Menti artificiali in grado di svolgere attività altamente performanti, addirittura superiori a quelle delle menti umane. Scenari futuristici che si sono però rivelati per molti versi semplici parti di un viaggio della fantasia.
I fallimenti di certe sperimentazioni trovano le loro radici in una primitiva, e poco realistica, concezione della mente, eguagliata ad una macchina logica recante in sé un archivio di informazioni. Questa valutazione sembra escludere a priori la dinamicità della mente ma soprattutto un assunto fondamentale: la mente evolve, in un connubio di processi mentali, corpo e tutto ciò che ad esso afferisce. L’apprendimento dunque non può essere ridotto ad un semplice accumulo di informazioni e norme, grazie alle quali mettere in atto azioni, seppur mirabolanti, come quelle ipotizzate per i macchinari frutto dell’intelligenza artificiale.
L’interdipendenza mente-corpo e l’interazione corpo-mondo sono la chiave di tutto.

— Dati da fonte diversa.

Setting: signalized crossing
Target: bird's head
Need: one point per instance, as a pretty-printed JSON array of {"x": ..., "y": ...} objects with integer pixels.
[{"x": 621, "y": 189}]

In altre parole, la cognizione non può essere slegata dalla dimensione corporea, considerando che sono ineludibili e irriducibili tutte le manifestazioni cognitive strettamente legate all’emozione, all’affettività, all’intenzionalità, all’azione. Solo metabolizzando appieno questa consapevolezza, posso aprirsi orizzonti di ricerca ampi ed articolati, in grado di coinvolgere diversi campi disciplinari.

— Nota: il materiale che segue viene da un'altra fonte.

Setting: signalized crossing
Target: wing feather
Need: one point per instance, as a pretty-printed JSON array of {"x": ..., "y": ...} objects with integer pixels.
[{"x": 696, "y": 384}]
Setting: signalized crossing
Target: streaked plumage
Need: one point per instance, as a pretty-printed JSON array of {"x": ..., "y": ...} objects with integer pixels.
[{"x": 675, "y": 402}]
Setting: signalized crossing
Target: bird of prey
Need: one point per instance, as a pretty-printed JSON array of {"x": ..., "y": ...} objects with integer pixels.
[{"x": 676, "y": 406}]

La psicologia ne è una dimostrazione. L’innovativo filone psicologico dell’intelligenza corporea o “cognizione incarnata” ci dà un esempio di come nel nostro pensiero sia possibile rinvenire un’ampia componente legata ai sensi. Un’accoglienza calorosa, uno sguardo gelido, delle parole dure, una scrittura fluida. Parole e attributi che identificano delle sensazioni che però non sono solo squisitamente mentali e che quindi non sollecitano unicamente le aree della comprensione linguistica. Noi, guardando quegli occhi, sentendo quelle parole, stringendo certe mani, leggendo un testo, e così via, riusciamo a provare sensazioni propriamente sensoriali, in alcuni casi addirittura termiche, per il coinvolgimento della corteccia somatosensoriale.

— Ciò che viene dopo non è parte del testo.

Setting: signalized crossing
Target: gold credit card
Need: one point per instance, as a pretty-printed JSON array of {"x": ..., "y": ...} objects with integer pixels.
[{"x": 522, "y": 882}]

Sulla base di queste constatazioni, tra le tante ricerche, ne sono state messe a punto alcune su come l’esposizione al caldo o al freddo possano condizionare decisioni e preferenze. A far scuola in tal senso è stato un esperimento del 2008 condotto dagli psicologi Lawrence Williams e John Bargh. Coinvolti degli studenti, era stato chiesto loro di tenere in mano una tazza di caffè caldo o una di caffè ghiacciato, e quindi di esprimersi in merito alla personalità di un soggetto sul quale venivano fornite prima delle informazioni. Risultato? Le persone valutate ricevevano un feedback molto positivo (persona “affabile, disponibile”) se il valutatore aveva tenuto in mano la tazza col caffè caldo, a dispetto invece di un feedback più “freddo”, nel caso lo studente avesse maneggiato una tazza con caffè freddo. Un calore ed un freddo puramente sensoriali si traducevano dunque in un calore ed un freddo emozionali, trasferiti nelle successive interazioni con l’altro.
Dalla carne alla mente e dalla mente alla carne.